Elio miało trudne zadanie. Ostatnie animacje ze stajni Disneya/Pixara oparte na oryginalnych pomysłach, takie jak Życzenie czy Dziwny świat, nie były wielkimi sukcesami komercyjnymi czy artystycznymi. Dlatego do nowego projektu od studia Myszki Miki podchodziłem z pewnym dystansem. Chociaż nie ukrywam, że zwiastuny pokazały, że może to być coś ciekawego, zarówno pod względem tematycznym, jak i samego głównego bohatera. Ale wiadomo jak to bywa z trailerami, które pokazują najlepsze z filmu w dwie minuty. Jednak koniec końców po wyjściu z seansu mogę stwierdzić, że omawiana produkcja znajdzie się w części tabelki z tymi dobrymi animacjami Disneya, choć nie wybitnymi.
Bo taka jest ta animacja. Podobnie jak tytułowy bohater niczym się nie wyróżnia, ale ma elementy i momenty, które wynoszą ją wysoko ponad przeciętność. Sama produkcja to bardzo ciekawy list miłosny do gatunku sci fi, ale raczej z tego ejtisowego okresu, który uwielbiam. Fani produkcji Spielberga znajdą tu coś dla siebie.
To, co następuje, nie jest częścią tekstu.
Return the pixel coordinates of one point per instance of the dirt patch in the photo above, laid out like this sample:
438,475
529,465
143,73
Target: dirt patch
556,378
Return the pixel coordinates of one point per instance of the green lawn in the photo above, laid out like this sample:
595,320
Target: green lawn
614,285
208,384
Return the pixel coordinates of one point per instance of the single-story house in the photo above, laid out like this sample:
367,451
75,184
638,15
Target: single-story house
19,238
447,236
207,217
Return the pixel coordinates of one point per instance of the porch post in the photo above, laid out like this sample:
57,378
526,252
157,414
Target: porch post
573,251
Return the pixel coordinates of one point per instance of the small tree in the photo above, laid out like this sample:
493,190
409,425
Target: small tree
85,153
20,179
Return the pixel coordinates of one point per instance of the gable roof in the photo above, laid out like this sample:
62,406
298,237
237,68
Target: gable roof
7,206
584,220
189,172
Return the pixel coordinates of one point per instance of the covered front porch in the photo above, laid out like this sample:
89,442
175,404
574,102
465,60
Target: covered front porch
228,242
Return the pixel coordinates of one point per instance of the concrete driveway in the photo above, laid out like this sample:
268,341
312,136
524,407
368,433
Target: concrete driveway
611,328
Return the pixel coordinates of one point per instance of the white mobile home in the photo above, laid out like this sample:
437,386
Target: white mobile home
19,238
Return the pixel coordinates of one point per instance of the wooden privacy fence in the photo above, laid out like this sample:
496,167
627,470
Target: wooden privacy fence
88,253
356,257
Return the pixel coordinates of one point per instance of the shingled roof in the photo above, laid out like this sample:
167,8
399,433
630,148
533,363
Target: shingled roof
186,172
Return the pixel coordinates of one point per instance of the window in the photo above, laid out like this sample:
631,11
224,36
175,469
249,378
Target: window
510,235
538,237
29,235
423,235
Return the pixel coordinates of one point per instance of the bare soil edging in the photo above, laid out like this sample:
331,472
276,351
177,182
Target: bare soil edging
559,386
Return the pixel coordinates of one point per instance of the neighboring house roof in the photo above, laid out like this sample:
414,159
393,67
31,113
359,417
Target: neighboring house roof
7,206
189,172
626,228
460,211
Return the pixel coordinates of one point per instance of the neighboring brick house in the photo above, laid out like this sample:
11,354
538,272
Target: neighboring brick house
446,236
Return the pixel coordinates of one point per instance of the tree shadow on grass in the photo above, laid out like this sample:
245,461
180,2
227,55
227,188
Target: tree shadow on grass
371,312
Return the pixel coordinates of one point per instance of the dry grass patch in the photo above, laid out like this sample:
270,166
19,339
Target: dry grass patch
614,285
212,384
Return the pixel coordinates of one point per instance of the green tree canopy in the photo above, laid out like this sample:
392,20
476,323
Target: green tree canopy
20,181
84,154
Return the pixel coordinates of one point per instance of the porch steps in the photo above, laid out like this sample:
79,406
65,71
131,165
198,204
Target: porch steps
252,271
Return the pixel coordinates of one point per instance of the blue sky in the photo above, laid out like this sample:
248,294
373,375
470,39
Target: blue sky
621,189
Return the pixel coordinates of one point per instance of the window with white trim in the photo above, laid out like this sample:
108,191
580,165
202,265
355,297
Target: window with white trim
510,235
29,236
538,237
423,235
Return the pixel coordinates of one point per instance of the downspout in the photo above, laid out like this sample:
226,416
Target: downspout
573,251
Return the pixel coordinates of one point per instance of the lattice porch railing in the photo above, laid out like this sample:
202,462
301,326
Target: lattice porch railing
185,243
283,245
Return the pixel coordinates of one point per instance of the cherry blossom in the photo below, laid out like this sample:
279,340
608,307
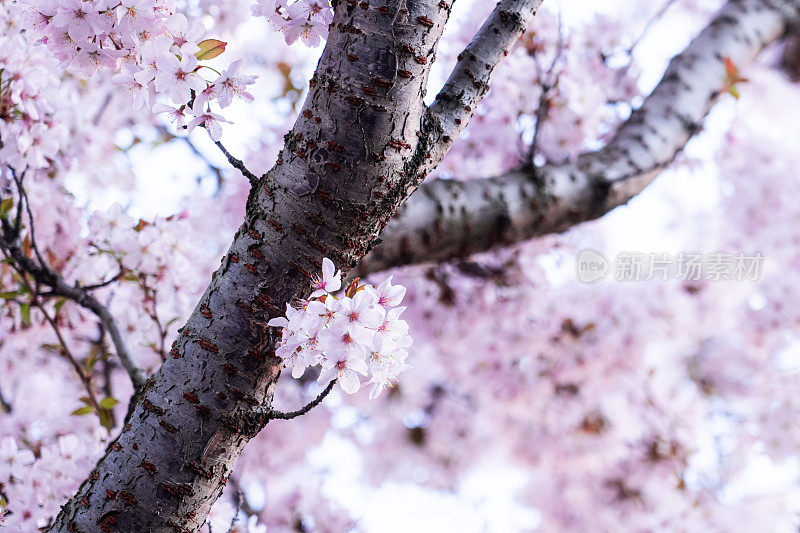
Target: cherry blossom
330,281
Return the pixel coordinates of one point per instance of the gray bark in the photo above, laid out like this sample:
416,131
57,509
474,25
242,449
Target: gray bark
353,156
448,219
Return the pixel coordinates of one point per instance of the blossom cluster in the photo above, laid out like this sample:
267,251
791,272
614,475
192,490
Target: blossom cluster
307,20
155,51
35,486
359,332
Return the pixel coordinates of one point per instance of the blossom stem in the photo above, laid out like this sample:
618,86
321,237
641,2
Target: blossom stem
279,415
237,164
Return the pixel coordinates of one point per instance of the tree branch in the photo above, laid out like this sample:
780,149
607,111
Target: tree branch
237,164
448,219
11,246
469,81
278,415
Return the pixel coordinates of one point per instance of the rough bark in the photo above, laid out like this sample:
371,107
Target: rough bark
352,157
447,219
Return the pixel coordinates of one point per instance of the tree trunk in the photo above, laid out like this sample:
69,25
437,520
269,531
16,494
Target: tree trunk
352,157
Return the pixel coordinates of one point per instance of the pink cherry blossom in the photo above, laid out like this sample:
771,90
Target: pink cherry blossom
178,77
329,282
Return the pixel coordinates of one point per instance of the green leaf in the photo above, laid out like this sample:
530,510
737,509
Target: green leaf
210,48
108,403
25,311
5,207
Wielbiciele Ostatniego gwiezdnego wojownika będą się dobrze bawić (ba, nawet jeden wątek wydaje się być żywcem wyciągnięty z tego filmu). Nawet kinomaniacy gustujący w bardziej horrorowej odmianę sci fi rodem z Coś lub Obcego dostaną kilka scen, które są puszczeniem oka w ich stronę. Elio może na początku wydawać się produkcją ulepioną z elementów lepszych widowisk, ale koniec końców zachowuje swoją autonomię i pazur. Jeśli miałbym oglądać więcej takich laurek dla historii gatunku sci fi w kinie, to bardzo proszę, już szykuje kasę na bilety.
Nowa animacja Disneya pod względem fabularnym nie jest niczym wymyślnym. Raczej czymś nieźle ogrywającym znane tropy z science fiction, jak wybraniec, który może ocalić Ziemię czy kosmiczną inwazję. Stwierdziłbym nawet, że początek produkcji bywa nudny. Po prostu jak na 1,5-godzinny film za dużo czasu poszło na ekspozycję. Dlatego później akcja pędzi za szybko. Nie zmienia to faktu, że to, co zobaczyłem jest przyjemnym, skrojonym na miarę garniturem dla mojego zmysłu fana sci fi. Może czasem widać szwy gatunkowych klisz, ale nie sprawiło to, abym w czasie seansu miał uczucie cringe’u czy braku frajdy z oglądania produkcji. Historia została poprawnie poprowadzona od punktu A do punktu Z, ale tym co najlepiej prezentuje się w omawianej animacji jest główny bohater i jego relacja z kosmitą Glordonem.
Jest to bowiem coś, co sprawia, że w pewnym momencie czuć po prostu ciepło na sercu. Chociaż nie da się ukryć, że można było poświęcić na ten element fabuły więcej czasu ekranowego. Czuję, że drzemie w tym duecie jeszcze spory potencjał do wykorzystania. Ale dzięki wątkowi relacji Elio i Glordona nowy projekt Disneya był zabawną, pełną serca opowieścią o przyjaźni. Dużo dobrych scen z ich udziałem było już pokazanych w zwiastunie, ale twórcy zostawili jeszcze coś dobrego na sam seans. Dawno nie widziałem tak przyjemnego i godnego zapamiętania duetu w animacjach Disneya nie będących sequelami, najprawdopodobniej ostatnio w Zwierzogrodzie (chociaż to inna, o wiele wyższa półka opowiadania historii i pisania postaci). Elio sprawdza się również jako opowieść o rodzicielstwie, dzięki dwóm drugoplanowym postaciom, co koniec końców sprawia, że omawiana animacja to pełną gębą historia familijna.
Można by wycisnąć więcej z Elio, aby zrobić z filmu opowieść wybitną. Nie zmienia to faktu, że i tak jest to dobra, ciepła i przyjemna dla oka animacja, którą śmiało mogę polecić widzom, nie tylko tym najmłodszym.